Będą jeść „banany wyklęte” pod Muzeum Narodowym. Kolejna idiotyczna akcja lewaków

Banany Wyklęte/Fot. grafika z wydarzenia "Jedzenie Bananów Przed Muzeum Narodowym" na Facebooku
REKLAMA

Środowisko „Gazety Wyborczej” będzie jadło banany pod Muzeum Narodowym w proteście przeciwko zdjęciu z muzealnej galerii prac Natalii LL. Jaki tego sens?

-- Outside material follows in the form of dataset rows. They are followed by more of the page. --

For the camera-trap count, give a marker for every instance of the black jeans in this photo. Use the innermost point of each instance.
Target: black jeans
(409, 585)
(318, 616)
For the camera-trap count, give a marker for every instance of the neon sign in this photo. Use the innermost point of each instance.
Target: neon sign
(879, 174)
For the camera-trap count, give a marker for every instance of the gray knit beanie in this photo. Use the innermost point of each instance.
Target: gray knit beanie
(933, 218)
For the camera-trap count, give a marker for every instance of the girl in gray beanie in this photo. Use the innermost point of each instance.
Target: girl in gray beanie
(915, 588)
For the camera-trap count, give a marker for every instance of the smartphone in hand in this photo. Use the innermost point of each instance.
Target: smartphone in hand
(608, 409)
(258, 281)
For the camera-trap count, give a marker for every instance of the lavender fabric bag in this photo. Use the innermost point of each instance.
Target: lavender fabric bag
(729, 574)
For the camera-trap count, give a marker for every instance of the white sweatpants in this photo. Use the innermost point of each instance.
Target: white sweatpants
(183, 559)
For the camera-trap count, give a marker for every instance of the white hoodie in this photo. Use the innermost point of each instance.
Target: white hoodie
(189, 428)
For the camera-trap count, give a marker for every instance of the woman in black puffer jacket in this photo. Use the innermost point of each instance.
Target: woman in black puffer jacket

W piątek dyrekcja muzeum zdecydowała o usunięciu z Galerii Sztuki XX i XXI Wieku instalacji wideo autorstwa Natalii LL i Katarzyny Kozyry. Podobno na wniosek Ministerstwa Kultury. W rozmowie ze „Stołeczną” prof. Jerzy Miziołek podkreślał, że tematyka z zakresu gender nie powinna być explicite pokazywana w Muzeum Narodowym.

REKLAMA

Decyzja jest związana z sytuacją, jaka miała miejsce w trakcie odwiedzin Muzeum przez młodsze grupy. Rodzice skarżyli się w mailach, że ekspozycja powinna być wyważona, a nie epatująca wobec -12 i 13-latków nagością i szokującymi alegoriami.

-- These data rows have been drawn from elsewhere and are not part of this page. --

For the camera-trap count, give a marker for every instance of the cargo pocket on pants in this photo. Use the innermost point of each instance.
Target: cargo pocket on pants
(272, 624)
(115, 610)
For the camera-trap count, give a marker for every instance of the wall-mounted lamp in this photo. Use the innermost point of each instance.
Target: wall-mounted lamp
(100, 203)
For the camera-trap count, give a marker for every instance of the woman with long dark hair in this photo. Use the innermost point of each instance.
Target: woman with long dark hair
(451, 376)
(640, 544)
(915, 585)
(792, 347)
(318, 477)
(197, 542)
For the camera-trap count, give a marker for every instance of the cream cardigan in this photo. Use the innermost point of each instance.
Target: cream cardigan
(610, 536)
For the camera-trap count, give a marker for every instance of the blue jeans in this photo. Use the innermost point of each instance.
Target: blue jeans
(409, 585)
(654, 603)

Dzieci miały oglądać tam film z rozbierającymi się zupełnie kobietami, obrazy z zabitymi dziećmi – przedstawiające nóż wbity w pierś dziecka, a także film z przeklinającymi osobami. Zdecydowano się zdjąć z wystawy instalację artystek.

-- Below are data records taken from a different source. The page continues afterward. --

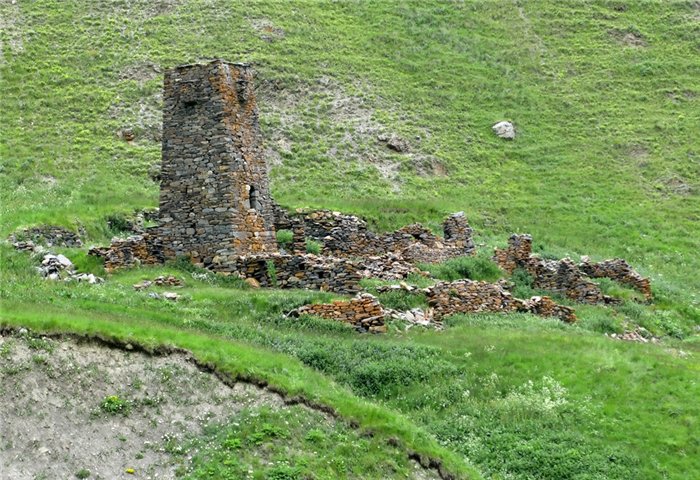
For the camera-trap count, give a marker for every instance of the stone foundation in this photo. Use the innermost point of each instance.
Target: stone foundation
(297, 271)
(128, 252)
(564, 276)
(348, 236)
(45, 235)
(364, 312)
(467, 296)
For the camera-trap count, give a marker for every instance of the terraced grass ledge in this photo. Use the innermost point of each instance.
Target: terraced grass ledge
(235, 362)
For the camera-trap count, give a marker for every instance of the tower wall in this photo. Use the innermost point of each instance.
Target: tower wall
(215, 199)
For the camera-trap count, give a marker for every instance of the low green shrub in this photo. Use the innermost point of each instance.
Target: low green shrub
(284, 237)
(113, 405)
(312, 246)
(479, 267)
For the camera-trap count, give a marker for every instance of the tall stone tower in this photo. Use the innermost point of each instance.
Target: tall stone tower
(215, 200)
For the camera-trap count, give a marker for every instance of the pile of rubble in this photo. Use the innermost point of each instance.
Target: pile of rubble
(46, 235)
(640, 335)
(619, 270)
(297, 271)
(468, 296)
(161, 281)
(389, 266)
(564, 276)
(364, 312)
(347, 236)
(172, 296)
(132, 251)
(59, 267)
(416, 316)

I się zaczęło. Ponad 5 tys. osób zadeklarowało, że będzie jeść banany pod Muzeum Narodowym, jako wyraz sprzeciwu wobec decyzji dyrekcji. Jest tego sens?

„Nowy dyrektor Muzeum Narodowe w Warszawie prof. Miziołek zaczął swoją pracę od aktu cenzury. Ocenzurował (oczywiście!) kobiety. Natalia LL i Katarzyna Kozyra okazały się wg dyrektora niebezpieczne dla dzieci. Klasyka groteski „dobrej zmiany”. Cenzura zabija sztukę, panie dyrektorze. W poniedziałek o 18 chodźcie jeść banany (wyklete) pod Muzeum – w imię wolności sztuki” – napisała warszawska radna Zyglewska-Diduszko, znana aktywistka.